Ketika itu saya menganggap bahwa Amien Rais, adalah sosok yang tepat untuk jadi Presiden. Alasannya selain karena ia merupakan salah satu aktor peristiwa 98, ia juga seorang intelektual dengan gelar akademik yang lengkap serta  berpredikat sebagai guru besar alias Profesor.
Selain itu ia juga pemimpin organisasi agama. Membuat ia terkesan agamais.

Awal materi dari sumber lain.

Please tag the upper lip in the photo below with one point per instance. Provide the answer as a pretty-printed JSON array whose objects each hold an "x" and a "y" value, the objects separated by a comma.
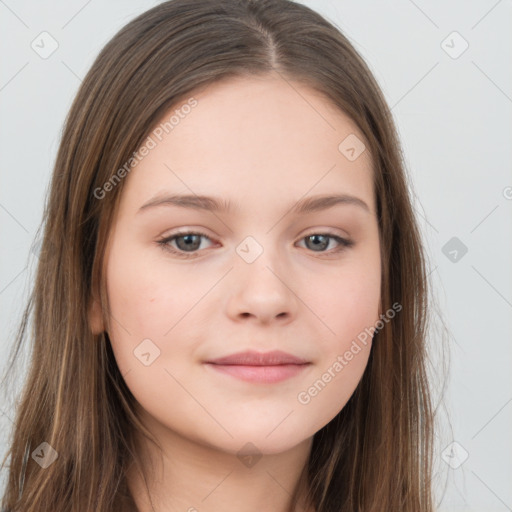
[{"x": 253, "y": 358}]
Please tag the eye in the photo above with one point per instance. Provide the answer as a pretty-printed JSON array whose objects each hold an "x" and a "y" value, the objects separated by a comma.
[
  {"x": 188, "y": 243},
  {"x": 320, "y": 241}
]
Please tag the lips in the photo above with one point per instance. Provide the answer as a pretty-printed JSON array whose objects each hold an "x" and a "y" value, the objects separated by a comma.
[
  {"x": 256, "y": 367},
  {"x": 253, "y": 358}
]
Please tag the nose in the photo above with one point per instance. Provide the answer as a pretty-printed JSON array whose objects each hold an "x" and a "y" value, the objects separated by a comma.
[{"x": 261, "y": 291}]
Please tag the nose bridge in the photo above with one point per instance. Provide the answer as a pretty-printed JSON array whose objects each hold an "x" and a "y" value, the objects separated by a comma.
[{"x": 260, "y": 288}]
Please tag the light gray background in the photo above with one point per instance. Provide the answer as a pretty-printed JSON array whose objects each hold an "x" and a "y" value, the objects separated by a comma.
[{"x": 454, "y": 119}]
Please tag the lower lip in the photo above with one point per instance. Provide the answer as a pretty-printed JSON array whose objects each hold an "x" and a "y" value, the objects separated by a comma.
[{"x": 263, "y": 374}]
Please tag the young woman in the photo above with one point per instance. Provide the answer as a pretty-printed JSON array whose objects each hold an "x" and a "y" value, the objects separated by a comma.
[{"x": 231, "y": 300}]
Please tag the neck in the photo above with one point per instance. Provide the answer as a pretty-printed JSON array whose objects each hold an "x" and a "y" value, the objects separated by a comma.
[{"x": 192, "y": 477}]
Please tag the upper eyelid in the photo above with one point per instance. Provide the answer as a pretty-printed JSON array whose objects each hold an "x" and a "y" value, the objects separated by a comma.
[{"x": 172, "y": 236}]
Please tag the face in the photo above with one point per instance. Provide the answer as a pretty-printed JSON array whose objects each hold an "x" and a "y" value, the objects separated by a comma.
[{"x": 189, "y": 285}]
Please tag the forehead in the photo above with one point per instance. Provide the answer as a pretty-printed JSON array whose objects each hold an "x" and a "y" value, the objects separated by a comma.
[{"x": 252, "y": 139}]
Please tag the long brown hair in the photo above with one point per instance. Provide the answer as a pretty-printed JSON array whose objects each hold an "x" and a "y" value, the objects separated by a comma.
[{"x": 376, "y": 454}]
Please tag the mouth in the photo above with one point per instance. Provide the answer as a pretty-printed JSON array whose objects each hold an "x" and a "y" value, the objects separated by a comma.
[{"x": 267, "y": 368}]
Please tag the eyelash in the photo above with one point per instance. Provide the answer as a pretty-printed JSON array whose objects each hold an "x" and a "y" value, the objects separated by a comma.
[{"x": 164, "y": 243}]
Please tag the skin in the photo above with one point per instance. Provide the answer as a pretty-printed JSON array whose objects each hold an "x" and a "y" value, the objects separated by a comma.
[{"x": 264, "y": 145}]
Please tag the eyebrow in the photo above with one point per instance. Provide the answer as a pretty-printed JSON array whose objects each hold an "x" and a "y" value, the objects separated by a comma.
[{"x": 214, "y": 204}]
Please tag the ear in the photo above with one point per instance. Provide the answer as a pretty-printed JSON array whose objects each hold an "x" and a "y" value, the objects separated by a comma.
[{"x": 95, "y": 316}]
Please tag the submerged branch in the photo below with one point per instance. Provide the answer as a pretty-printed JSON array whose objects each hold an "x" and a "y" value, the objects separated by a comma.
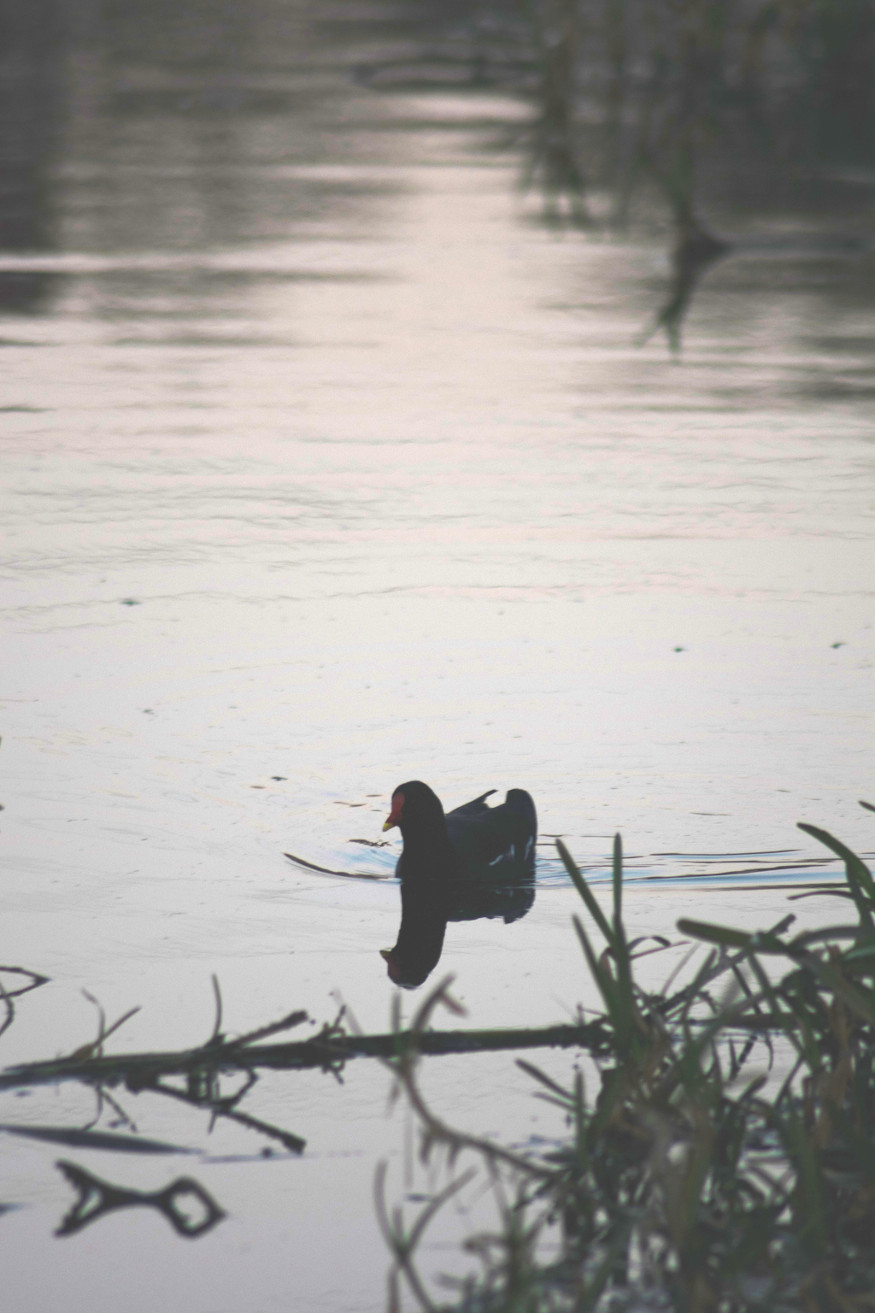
[{"x": 325, "y": 1051}]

Ditambah dengan rekam jejak yang kala itu dianggap bersih, serta didukung oleh kemahirannya memainkan isu-isu penting ditengah masyarakat, isu yang mampu mengambil hati masyarakat.
Seperti misalnya bagaimana ia melontarkan wacana negara federal (yang akhirnya  menjadi otonomi daerah) sesuatu yang kala itu di idamkan oleh mayoritas daerah daerah  di luar Jawa.

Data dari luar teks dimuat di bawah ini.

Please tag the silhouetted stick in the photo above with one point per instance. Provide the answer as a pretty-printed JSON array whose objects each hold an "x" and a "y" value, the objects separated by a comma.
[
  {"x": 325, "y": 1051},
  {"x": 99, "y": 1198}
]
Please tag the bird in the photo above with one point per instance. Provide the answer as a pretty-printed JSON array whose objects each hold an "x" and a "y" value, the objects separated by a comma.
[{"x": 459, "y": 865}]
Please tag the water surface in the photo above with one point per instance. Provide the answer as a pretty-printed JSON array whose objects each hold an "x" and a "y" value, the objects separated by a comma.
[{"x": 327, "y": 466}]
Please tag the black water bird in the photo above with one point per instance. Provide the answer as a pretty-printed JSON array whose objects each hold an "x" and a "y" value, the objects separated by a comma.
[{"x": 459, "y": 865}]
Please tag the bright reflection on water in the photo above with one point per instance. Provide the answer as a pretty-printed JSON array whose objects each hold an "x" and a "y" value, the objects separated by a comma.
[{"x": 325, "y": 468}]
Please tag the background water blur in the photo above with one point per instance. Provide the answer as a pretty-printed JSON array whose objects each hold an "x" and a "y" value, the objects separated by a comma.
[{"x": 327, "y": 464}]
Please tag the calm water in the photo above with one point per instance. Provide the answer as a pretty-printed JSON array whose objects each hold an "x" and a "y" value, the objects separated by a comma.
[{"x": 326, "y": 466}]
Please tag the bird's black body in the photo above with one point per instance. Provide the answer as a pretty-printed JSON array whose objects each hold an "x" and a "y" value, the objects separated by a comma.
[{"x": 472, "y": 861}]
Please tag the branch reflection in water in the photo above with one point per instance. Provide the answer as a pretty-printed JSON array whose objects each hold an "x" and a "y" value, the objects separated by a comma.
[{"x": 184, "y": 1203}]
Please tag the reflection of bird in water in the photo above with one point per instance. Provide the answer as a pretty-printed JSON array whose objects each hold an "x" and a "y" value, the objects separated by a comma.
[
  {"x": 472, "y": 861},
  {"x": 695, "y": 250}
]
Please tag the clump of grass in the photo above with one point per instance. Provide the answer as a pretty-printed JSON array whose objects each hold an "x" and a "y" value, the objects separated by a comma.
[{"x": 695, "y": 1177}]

Kemunculan nya ketika itu memang mempesona, sehingga tokoh sekaliber Gunawan Mohammad, Faisal Basri dan Rizal Ramli pun termasuk pihak yang berada di barisan pendukungnya.
Partai yang didirikannya lalu ikut menjadi salah satu partai peserta pemilu 99. Namun pemilu ini ternyata dimenangkan oleh partai PDI P. Partai yang punya basis massa kuat di pulau Jawa. Hasil yang kurang menggembirakan bagi Amien Rais dan pendukungnya kala itu.
Namun pemilihan Presiden dan wakilnya ketika itu masih dilakukan oleh MPR. Hal itu dimanfaatkan betul oleh Amien Rais, sehingga seperti yang kita ketahui, manuver Amien Rais dengan "poros tengah" nya berhasil membawa Gus Dur naik menjadi Presiden RI. Menyingkirkan Megawati, yang partainya berhasil keluar sebagai pemenang Pemilu. Terkesan Amien Rais tak rela menerima kekalahan nya waktu itu.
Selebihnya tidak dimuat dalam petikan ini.